Here is a list of the things Will and I did to pass the time:
- Planned a 12-week trip to the Balkans, post-COS, beginning
in Turkey and ending in Italy
- Watched a six-part documentary about the fall of
Yugoslavia to prepare for said voyage
- Watched the most recent two seasons of SNL and quoted the
sketches at each other for the rest of the week, much to the annoyance of the
other four volunteers subjected to my impersonation of Albanian Tina Fey
- Filmed ourselves for an hour and 14 minutes having an
unscripted and most assuredly uninspiring stream-of-consciousness conversation,
much of which happened in Scandanavian accents, and some of which included me
taking phone calls. I told you,
things got weird, although in our defense I’m pretty sure Andy Warhol did the
same thing and it counted as “art”, so there. Call it our Factory period.
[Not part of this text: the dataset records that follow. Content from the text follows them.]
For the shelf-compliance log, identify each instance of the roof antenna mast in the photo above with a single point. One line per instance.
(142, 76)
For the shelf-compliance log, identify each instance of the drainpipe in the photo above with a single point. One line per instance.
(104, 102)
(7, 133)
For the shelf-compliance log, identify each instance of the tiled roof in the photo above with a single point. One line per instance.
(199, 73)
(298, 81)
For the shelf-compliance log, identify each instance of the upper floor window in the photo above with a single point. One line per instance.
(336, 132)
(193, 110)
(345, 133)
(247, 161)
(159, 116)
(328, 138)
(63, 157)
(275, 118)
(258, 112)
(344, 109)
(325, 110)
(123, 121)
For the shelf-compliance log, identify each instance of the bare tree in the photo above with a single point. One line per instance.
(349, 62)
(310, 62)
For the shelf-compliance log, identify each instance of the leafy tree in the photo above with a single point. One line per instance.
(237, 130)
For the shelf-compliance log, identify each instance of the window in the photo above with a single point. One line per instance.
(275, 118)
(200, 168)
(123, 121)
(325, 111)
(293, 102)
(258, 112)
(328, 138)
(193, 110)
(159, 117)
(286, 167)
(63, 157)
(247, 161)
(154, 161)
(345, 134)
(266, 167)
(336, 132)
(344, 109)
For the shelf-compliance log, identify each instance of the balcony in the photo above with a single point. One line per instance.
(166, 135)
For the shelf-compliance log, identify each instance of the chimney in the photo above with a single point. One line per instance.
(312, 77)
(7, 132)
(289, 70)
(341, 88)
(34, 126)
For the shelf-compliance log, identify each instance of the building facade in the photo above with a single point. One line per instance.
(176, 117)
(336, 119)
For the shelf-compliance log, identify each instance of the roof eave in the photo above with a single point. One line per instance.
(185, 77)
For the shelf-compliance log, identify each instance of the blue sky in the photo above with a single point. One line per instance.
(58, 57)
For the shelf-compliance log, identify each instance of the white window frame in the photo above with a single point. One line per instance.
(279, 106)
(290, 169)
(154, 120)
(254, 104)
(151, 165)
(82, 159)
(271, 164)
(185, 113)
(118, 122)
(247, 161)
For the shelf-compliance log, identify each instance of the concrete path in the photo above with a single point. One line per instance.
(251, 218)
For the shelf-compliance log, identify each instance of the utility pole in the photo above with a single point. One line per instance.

- Carried out an entire conversation in fake Swedish (“Ølle hølle bølle. Skøl? Lizbeth Salander”) in a bar, just to confuse the child
serving Will hard-boiled eggs from a bucket on his head
- Developed a skill for deadpanning delusional conversations
about what we were going to do that night (“I don’t know, I haven’t been
bowling in ages.” “Nah, let’s do that tomorrow night, I heard the modern art
museum has a new exhibit in the outdoor sculpture garden.” “Ooh, good call—but
let’s wait till Friday, there’ll be live jazz and pitchers of sangria!”) We
eventually stopped, afraid that going too far down the rabbit hole would only
make it more bitter to accept our actual nightly schedule: drinking at a bar
with a dirt floor and straw walls and eating street food, probably hard-boiled
eggs.
This was the beginning of a beautiful friendship... said our Stockholm syndrome. |
All things do come to an end, and we were finally cleared to
go back to post, pending further activity from Boko Haram or developments in
the case of the priest. After a
detour to Garoua to help the 8 new Northern volunteers move in to their posts, I
got back to Mandama yesterday, elated to come home. I spent today assuring everyone for the umpteenth time that
I had not abandoned them, and cleaning in preparation for Thanksgiving visitors
at the end of the week. Scipio had
used my absence to transform the front porch into a mausoleum for domestic
animal parts, impressive in its scope but lingering in its stench. I scrubbed the whole thing in bleach
water this morning, after disposing of a disembodied chicken foot, a gently
curling goat horn, the forehead and eye sockets of a cow skull, a raft of
unidentifiable bones, and enough feathers to stuff a pillow. I have yet to be approached by an
enraged former chicken owner demanding reparations, but am prepared for that
eventuality.
For the rest of the week I kick into high gear: the
aforementioned visitors, Will and another volunteer, Santina, come on Wednesday
and will spend Thanksgiving in Mandama.
Friday we’ll all schlep to Guider for a regional Thanksgiving
celebration, and Saturday I kick off the food security conference. By Monday everything will be wrapped
up, and I can roll myself and my extra 10 pounds of holiday weight back home.